Rating
The Pequod Review:
Michael Martone's The Flatness and Other Landscapes is a collection of fourteen essays focused on the people and culture of the American Midwest (which he broadly defines to include the states of Ohio, Indiana, Michigan, Wisconsin, Minnesota, North Dakota, South Dakota, Nebraska, Kansas, Missouri, Illinois, and Iowa). Martone -- who was born in Fort Wayne, Indiana -- brings a deep love and appreciation for an area that is much more than Flyover Country:
It is flat. The geometry of the fields suggests a map as large as the thing it represents. The squared township roads score the axes of coordinates. The cup of trees on the horizon, the water tower, the elevator are tokens slid there representing ground taken and held. The only dimension marked by z is the state of dreaming as they drive on the interstates meandering in tangents that seek what the builders of railroads, who were here with rulers first, called a water-level route.

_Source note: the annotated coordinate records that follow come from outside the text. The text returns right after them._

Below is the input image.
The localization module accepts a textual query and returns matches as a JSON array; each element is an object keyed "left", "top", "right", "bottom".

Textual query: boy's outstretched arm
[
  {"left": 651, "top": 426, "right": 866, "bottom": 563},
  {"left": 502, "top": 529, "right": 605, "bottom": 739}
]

There are places in the Midwest that are not like this the limestone hills, the loess bluffs, the forest lakes and sand dunes, the rills and knobs and kettles. But the people who know the place only by driving through it know the flatness. They skim along a grade of least resistance. The interstate defeats their best intentions. I see them starting out, big-hearted and romantic, from the density and the variety of the East to see just how big this country is. They are well read, and they see an expanse as they come out of the green hills and the vista opens up, a true vision now so vast that at night as they drive the vastness can be merely suggested by the farmyard lights that demonstrate plane geometry by their rearranging patterns. And, in the dawn around Sandusky, they have had enough, and they hunker down and drive, looking for the mountains that they know are out there somewhere. They cannot see what is all around them now. A kind of blindness afflicts them, a pathology of the path. The flatness.
[...]
The truth is that such an ambiguous feeling about the Midwest seems to me to be very midwestern. Simultaneously, a midwesterner can imagine himself mired at the end of the earth and ensconced at its very heart. The conflict between the ideals of community and mobility has long been a central drama of America itself, but only in the Midwest, it seems to me, is this drama expressed so subtly and engrossingly. If the rest of Americans knows anything about this region they know it as the place where something or someone is from. Midwesterners themselves have a harder time simply saying where this place is.
Recommended, although the book would have benefitted from greater substance, rather than just style.